Application Gateway connected to AGIC is so slow it can take 40 minutes to update pod ip adresses

NiklasArbin commented 3 years ago

We run a AKS with AGIC and Application Gateway.

During deploy the Application Gateway drops all old pods from the backend pools but does not send traffic the the new pods directly. It takes 10min to 45min for the application gateway to update to the new state. As a result we loose 100% of traffic and failover to our secondary AKS is initiaded by traffic manager.

After ~45 minutes the Application Gatway found the new pods this time.

During this downtime I saw the correct IPs (in the backend pool) for the pods in our AKS. But they did not show up at all in 'Backend Health' view in application gateway.

The problem is that the application gateway gets stuck in updating state or is atleast very very slow at updating.

To Reproduce Run agic with production load and deploy new pods

Any Azure support tickets associated with this issue. 121020225002461 and 121011125001033

akshaysngupta commented 3 years ago

@NiklasArbin I took a quick look and found that update was delayed as there was a platform upgrade in progress.

NiklasArbin commented 3 years ago

@NiklasArbin I took a quick look and found that update was delayed as there was a platform upgrade in progress.

Ok, great to have some deeper understanding of what's happening. How are we as Customers supposed to deal with that the platform might be unavailable for updates at (for us) random times, leaving our api endpoints in a 502 state? Bonus is that'll have to pay for both the unreachable cluster, and also for the backup cluster now scaling up to handle 100% traffic.

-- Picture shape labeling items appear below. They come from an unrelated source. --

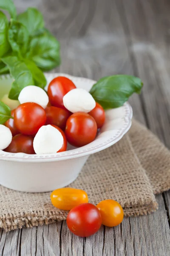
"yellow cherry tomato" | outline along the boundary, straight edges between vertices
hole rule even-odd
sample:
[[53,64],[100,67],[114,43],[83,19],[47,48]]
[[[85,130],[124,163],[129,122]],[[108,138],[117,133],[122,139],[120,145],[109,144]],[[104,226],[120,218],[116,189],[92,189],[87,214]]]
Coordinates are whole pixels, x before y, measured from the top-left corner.
[[74,207],[88,203],[88,196],[85,191],[72,188],[64,188],[54,190],[51,195],[52,204],[55,207],[69,211]]
[[107,227],[115,227],[122,222],[123,210],[116,201],[107,200],[101,201],[96,206],[102,216],[102,224]]

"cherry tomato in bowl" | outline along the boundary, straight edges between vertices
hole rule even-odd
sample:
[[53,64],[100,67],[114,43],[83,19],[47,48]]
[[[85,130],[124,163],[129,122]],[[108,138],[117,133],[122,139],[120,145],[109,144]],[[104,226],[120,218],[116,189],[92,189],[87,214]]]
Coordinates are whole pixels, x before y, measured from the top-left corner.
[[72,188],[54,190],[51,195],[51,199],[55,207],[65,211],[69,211],[77,205],[88,201],[85,191]]
[[105,112],[100,104],[96,102],[96,107],[88,114],[93,116],[97,124],[97,128],[101,128],[105,119]]
[[46,122],[45,111],[40,105],[26,102],[15,110],[14,122],[17,130],[22,134],[33,135],[37,133]]
[[65,135],[65,134],[64,133],[63,131],[62,131],[62,130],[60,128],[60,127],[58,127],[58,126],[57,126],[56,125],[51,125],[52,126],[53,126],[54,127],[55,127],[55,128],[56,128],[56,129],[57,129],[58,130],[58,131],[60,131],[63,137],[64,142],[63,142],[63,144],[62,144],[62,146],[61,148],[60,149],[60,150],[57,151],[57,153],[59,153],[60,152],[63,152],[64,151],[66,151],[67,150],[67,141],[66,137]]
[[91,204],[82,204],[72,209],[67,218],[67,224],[74,235],[86,237],[100,229],[102,217],[98,208]]
[[25,153],[35,154],[33,148],[34,138],[32,136],[24,134],[17,134],[12,138],[9,146],[4,149],[6,152],[11,153]]
[[89,114],[77,112],[67,119],[65,134],[68,142],[73,146],[82,147],[92,142],[97,131],[96,122]]
[[48,94],[52,106],[66,109],[62,99],[69,91],[75,89],[74,84],[68,78],[64,76],[56,77],[50,83]]
[[96,206],[100,211],[102,224],[108,227],[115,227],[123,220],[124,214],[122,206],[116,201],[108,199],[101,201]]
[[66,122],[71,113],[61,108],[51,106],[45,109],[47,116],[46,125],[54,125],[64,130]]
[[[11,111],[11,116],[14,117],[14,113],[15,113],[15,109],[12,110]],[[15,126],[14,119],[10,118],[4,123],[4,125],[8,127],[11,130],[13,136],[14,136],[20,133],[20,132],[17,130]]]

Some questions that arise:

If the platform is upgraded should not the instances be switched and removed from the customer while upgrading?
Should you introduce service binding in agic as an option instead of pointing directly to the pods?
Should we abandon agic and try something else? What options are available instead? Nginx? Nginx+agic.

There seems to be something fundamentally broken in the system design here. Can I or my team be of assistance here?

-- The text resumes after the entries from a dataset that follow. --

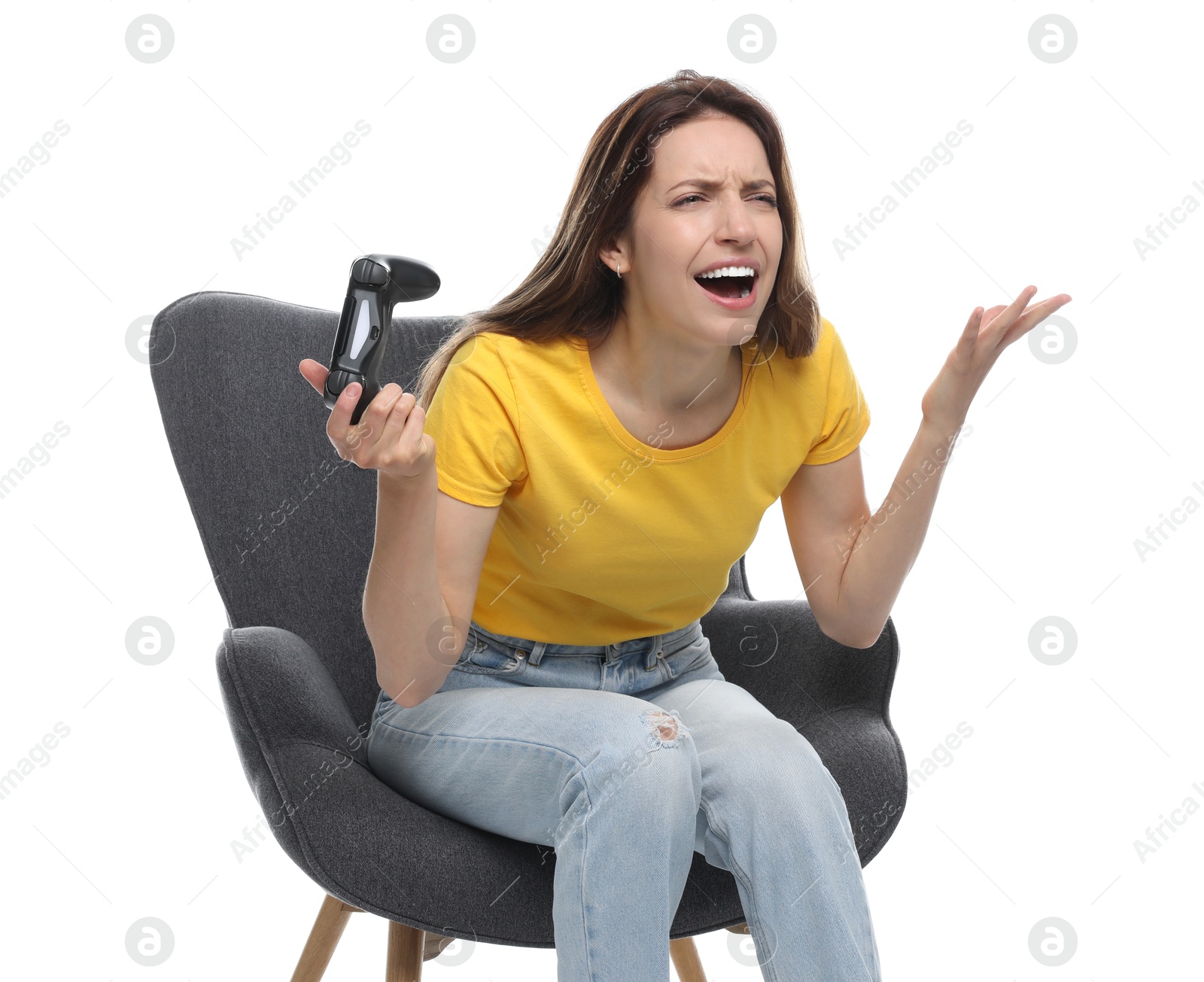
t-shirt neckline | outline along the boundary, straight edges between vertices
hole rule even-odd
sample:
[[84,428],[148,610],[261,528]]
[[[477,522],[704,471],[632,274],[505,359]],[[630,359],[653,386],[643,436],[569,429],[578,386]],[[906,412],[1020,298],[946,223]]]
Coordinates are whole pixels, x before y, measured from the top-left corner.
[[627,428],[610,408],[610,403],[606,401],[606,396],[602,394],[601,386],[598,386],[597,377],[594,374],[594,365],[590,362],[589,344],[585,338],[569,335],[568,341],[577,351],[577,367],[582,380],[582,389],[592,403],[594,412],[597,414],[598,420],[607,428],[607,431],[609,431],[615,442],[627,450],[635,450],[645,456],[663,461],[695,457],[700,454],[707,454],[719,446],[725,439],[727,439],[728,436],[731,436],[731,432],[737,427],[740,418],[744,415],[744,407],[748,406],[749,396],[751,395],[750,378],[752,374],[752,363],[749,361],[750,354],[748,349],[742,345],[740,394],[736,400],[736,408],[732,409],[731,415],[728,415],[724,425],[702,443],[696,443],[692,446],[678,446],[673,450],[662,450],[659,446],[653,446],[651,444],[644,443],[627,432]]

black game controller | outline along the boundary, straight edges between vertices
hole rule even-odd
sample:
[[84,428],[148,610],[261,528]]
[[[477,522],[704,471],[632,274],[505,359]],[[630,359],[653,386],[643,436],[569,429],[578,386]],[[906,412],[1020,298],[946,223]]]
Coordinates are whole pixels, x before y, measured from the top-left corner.
[[380,363],[389,341],[393,306],[426,300],[438,291],[438,273],[420,260],[371,253],[352,262],[347,300],[330,354],[330,374],[321,394],[327,409],[334,409],[340,394],[358,381],[360,401],[352,412],[352,422],[360,421],[382,388]]

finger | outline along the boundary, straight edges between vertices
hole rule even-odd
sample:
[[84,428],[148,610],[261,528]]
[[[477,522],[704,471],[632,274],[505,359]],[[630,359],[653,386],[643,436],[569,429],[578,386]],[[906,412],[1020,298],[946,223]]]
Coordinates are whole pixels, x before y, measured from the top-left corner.
[[301,359],[301,365],[299,365],[297,368],[301,371],[305,380],[317,389],[319,395],[321,395],[323,386],[326,384],[326,375],[330,374],[330,369],[320,361],[314,361],[313,359]]
[[353,381],[335,400],[335,408],[330,410],[330,419],[326,420],[326,436],[335,443],[347,444],[347,431],[352,426],[352,412],[360,401],[360,384]]
[[[409,398],[406,398],[406,396],[409,396]],[[407,424],[414,418],[415,410],[418,413],[423,412],[418,408],[418,398],[413,392],[402,392],[393,404],[393,412],[389,413],[389,419],[384,421],[384,426],[380,430],[382,446],[393,446],[405,438]]]
[[377,392],[376,398],[368,403],[368,408],[360,416],[359,424],[352,427],[352,431],[347,436],[347,440],[353,449],[358,449],[361,445],[376,446],[380,443],[384,422],[399,398],[401,398],[401,386],[394,381],[390,381],[384,389]]
[[1032,307],[1026,308],[1020,319],[1008,330],[1004,344],[1011,344],[1011,342],[1016,341],[1021,336],[1027,335],[1033,327],[1045,320],[1045,318],[1060,307],[1069,303],[1069,294],[1058,294],[1057,296],[1049,297],[1047,300],[1043,300],[1040,303],[1035,303]]
[[974,342],[978,339],[979,325],[982,323],[984,314],[985,312],[981,307],[975,307],[970,310],[969,320],[966,321],[961,337],[957,338],[957,348],[968,353],[974,347]]

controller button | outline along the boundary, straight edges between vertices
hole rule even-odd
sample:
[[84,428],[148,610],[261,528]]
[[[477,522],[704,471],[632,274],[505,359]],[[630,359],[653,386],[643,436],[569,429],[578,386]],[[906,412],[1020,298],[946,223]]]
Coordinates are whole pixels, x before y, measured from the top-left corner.
[[358,372],[344,372],[342,368],[338,368],[330,373],[326,379],[326,386],[331,392],[338,395],[353,381],[362,383],[364,379]]
[[358,259],[352,266],[352,277],[370,286],[383,286],[389,280],[389,271],[371,259]]

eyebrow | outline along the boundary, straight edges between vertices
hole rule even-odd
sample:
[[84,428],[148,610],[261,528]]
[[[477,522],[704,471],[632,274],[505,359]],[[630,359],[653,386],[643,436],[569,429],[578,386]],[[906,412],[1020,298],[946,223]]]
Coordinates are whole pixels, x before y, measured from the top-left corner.
[[[702,188],[704,191],[714,191],[714,190],[718,190],[719,188],[724,187],[724,182],[722,181],[707,181],[707,179],[701,178],[701,177],[691,177],[691,178],[687,178],[686,181],[679,181],[677,184],[674,184],[672,188],[669,188],[665,194],[672,194],[674,190],[677,190],[678,188],[680,188],[680,187],[683,187],[685,184],[692,184],[696,188]],[[744,190],[745,191],[755,191],[755,190],[757,190],[760,188],[771,188],[772,189],[773,188],[773,182],[772,181],[765,181],[765,179],[761,179],[761,181],[749,181],[744,185]]]

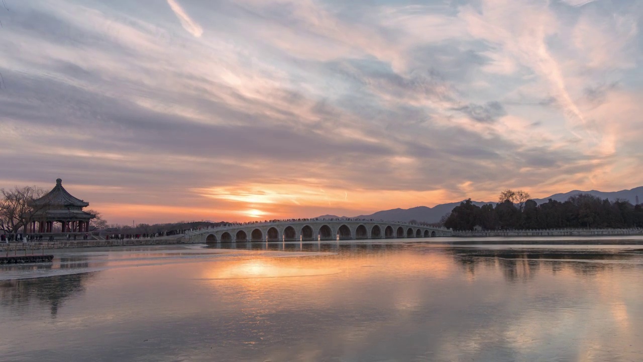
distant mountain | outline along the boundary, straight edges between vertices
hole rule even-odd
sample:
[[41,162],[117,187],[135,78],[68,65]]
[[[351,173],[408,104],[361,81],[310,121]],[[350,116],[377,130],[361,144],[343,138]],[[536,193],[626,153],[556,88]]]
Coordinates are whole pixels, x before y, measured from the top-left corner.
[[[494,202],[480,202],[478,201],[473,202],[478,206],[482,206],[487,204],[495,205]],[[439,222],[444,214],[450,213],[453,209],[453,207],[458,205],[460,205],[460,202],[451,202],[450,204],[436,205],[433,207],[418,206],[417,207],[412,207],[411,209],[393,209],[392,210],[377,211],[370,215],[359,215],[355,216],[355,218],[401,222],[408,222],[414,220],[419,222],[433,223]],[[340,217],[335,215],[323,215],[319,216],[319,218],[329,219],[339,218]]]
[[544,198],[534,198],[534,201],[540,204],[547,202],[550,198],[551,198],[552,200],[562,202],[566,201],[570,196],[575,196],[579,194],[590,194],[592,196],[595,196],[601,200],[606,198],[611,202],[616,201],[616,199],[620,198],[621,200],[629,201],[629,203],[633,205],[637,204],[637,196],[638,196],[640,199],[639,202],[643,202],[643,186],[636,187],[631,190],[621,190],[620,191],[613,192],[597,191],[596,190],[592,190],[590,191],[574,190],[573,191],[570,191],[564,194],[552,195],[549,197],[545,197]]
[[[544,198],[534,198],[534,201],[536,201],[539,204],[547,202],[550,198],[556,201],[564,202],[566,201],[567,199],[571,196],[581,193],[590,194],[599,197],[601,199],[607,198],[610,201],[612,202],[615,201],[617,198],[626,200],[633,204],[636,203],[637,196],[638,196],[639,199],[640,199],[640,201],[643,202],[643,186],[632,189],[631,190],[622,190],[615,192],[602,192],[597,191],[596,190],[592,190],[591,191],[581,191],[579,190],[574,190],[566,193],[553,195],[549,197]],[[434,223],[439,222],[442,216],[448,213],[450,213],[454,207],[459,205],[460,202],[462,202],[441,204],[440,205],[436,205],[433,207],[418,206],[417,207],[412,207],[411,209],[393,209],[392,210],[377,211],[377,213],[370,214],[369,215],[359,215],[355,217],[357,218],[400,222],[408,222],[412,220],[415,220],[418,222]],[[478,206],[482,206],[483,205],[486,205],[487,204],[493,205],[496,204],[496,202],[481,202],[479,201],[473,201],[473,202]],[[346,216],[338,216],[336,215],[323,215],[319,216],[319,218],[330,219],[342,218],[345,217]]]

NiklasArbin commented 3 years ago

@akshaysngupta So I've done some more research and received answers about the Application Gateway update performance from Azure Support. My conclusion is that the foundation of the AGIC design is broken, because the Application Gateway does not work the way AGIC needs it to work.

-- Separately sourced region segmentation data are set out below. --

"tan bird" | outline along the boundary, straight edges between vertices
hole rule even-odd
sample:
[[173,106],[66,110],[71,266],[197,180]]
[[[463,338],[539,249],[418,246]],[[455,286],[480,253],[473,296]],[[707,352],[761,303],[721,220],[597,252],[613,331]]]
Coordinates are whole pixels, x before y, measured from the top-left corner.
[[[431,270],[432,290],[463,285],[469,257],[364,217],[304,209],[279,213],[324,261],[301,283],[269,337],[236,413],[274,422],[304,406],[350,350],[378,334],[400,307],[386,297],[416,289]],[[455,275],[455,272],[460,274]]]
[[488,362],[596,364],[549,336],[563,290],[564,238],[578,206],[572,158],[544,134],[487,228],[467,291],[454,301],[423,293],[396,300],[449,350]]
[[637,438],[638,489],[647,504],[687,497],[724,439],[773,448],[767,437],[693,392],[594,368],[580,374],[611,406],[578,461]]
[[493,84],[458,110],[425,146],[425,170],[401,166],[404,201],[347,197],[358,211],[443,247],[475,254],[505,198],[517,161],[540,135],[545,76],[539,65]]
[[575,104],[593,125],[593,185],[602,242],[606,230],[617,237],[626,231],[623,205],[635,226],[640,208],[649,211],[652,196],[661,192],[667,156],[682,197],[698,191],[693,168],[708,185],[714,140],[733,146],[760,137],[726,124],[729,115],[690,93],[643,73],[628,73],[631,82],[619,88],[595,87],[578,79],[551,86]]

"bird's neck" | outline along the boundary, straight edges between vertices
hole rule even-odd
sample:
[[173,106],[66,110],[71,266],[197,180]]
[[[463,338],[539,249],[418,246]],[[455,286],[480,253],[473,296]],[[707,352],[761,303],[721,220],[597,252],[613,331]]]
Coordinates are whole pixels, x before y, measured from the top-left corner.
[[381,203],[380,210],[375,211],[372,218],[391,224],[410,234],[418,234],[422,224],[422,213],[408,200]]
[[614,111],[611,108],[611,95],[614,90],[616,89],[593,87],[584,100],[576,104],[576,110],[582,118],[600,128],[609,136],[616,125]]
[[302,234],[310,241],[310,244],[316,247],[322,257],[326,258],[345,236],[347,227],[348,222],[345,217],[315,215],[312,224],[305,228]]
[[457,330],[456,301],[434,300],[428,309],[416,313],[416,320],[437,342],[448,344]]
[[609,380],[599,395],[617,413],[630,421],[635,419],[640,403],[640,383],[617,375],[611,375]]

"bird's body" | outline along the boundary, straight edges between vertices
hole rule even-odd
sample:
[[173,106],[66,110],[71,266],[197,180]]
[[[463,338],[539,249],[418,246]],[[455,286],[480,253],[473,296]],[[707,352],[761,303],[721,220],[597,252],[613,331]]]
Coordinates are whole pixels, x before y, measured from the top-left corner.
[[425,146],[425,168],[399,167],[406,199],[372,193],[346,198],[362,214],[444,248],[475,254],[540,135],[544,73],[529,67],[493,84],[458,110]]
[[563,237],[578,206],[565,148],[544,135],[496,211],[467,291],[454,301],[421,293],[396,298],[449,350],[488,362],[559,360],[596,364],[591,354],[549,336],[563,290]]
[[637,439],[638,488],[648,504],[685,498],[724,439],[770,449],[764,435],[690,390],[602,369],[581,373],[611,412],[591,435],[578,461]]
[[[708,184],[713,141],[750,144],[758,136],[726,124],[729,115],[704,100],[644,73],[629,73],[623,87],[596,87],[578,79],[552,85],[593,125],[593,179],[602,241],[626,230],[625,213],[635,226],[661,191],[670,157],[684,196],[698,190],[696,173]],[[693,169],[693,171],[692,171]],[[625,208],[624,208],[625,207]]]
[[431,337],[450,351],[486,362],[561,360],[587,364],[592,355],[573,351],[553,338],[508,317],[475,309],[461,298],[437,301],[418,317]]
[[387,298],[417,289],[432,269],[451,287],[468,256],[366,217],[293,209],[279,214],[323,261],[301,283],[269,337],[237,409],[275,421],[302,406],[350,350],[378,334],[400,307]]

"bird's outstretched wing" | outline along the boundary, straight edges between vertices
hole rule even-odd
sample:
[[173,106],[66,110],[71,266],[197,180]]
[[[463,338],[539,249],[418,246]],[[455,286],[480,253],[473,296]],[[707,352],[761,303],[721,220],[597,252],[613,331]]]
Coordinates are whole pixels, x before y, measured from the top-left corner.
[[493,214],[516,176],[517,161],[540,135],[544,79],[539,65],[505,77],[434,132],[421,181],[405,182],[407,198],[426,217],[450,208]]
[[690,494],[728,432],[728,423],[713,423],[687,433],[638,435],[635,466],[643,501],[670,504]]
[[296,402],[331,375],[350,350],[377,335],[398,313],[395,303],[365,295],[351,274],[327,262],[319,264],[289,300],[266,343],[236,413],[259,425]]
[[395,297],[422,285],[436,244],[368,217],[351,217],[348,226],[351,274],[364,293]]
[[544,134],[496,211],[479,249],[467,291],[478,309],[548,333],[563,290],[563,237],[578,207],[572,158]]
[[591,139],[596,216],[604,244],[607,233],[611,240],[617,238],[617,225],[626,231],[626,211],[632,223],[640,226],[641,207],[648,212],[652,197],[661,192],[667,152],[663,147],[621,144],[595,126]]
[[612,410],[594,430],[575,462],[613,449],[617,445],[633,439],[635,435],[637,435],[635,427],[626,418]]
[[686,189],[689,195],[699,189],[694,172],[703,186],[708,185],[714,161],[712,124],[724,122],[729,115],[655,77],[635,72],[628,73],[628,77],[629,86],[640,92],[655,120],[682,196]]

Application Gateway will usually update ip addresses within 60 seconds, but there is no such guarantee. From Azure support, a 40 minute update is working as intended.

The AGIC is built upon the assumption that the Application gateway guarantees fast updates. This assumption is false. Obviously the AppGw should have better performance and guarantees, but that is simply not the case.

Possible solutions that are within the AGIC teams reach:

Allow service routing, do not bind directly to pod ip.
Allow AGIC to configure AppGw to point to an Internal Load Balancer
Allow AGIC to configure AppGW with custom ip adresses

But you need to change the documentation until this is resolved. In current state with pod ip binding AGIC is not Production Ready.

Best Regards Niklas

thatguycalledrob commented 3 years ago

It is the same for us, restarting pods (AKA totally normal & standard k8s deployment update behaviour) causes the backend pools to become unhealthy for 20-40 mins, even though the pods are back up and responding to the health checks in <5s.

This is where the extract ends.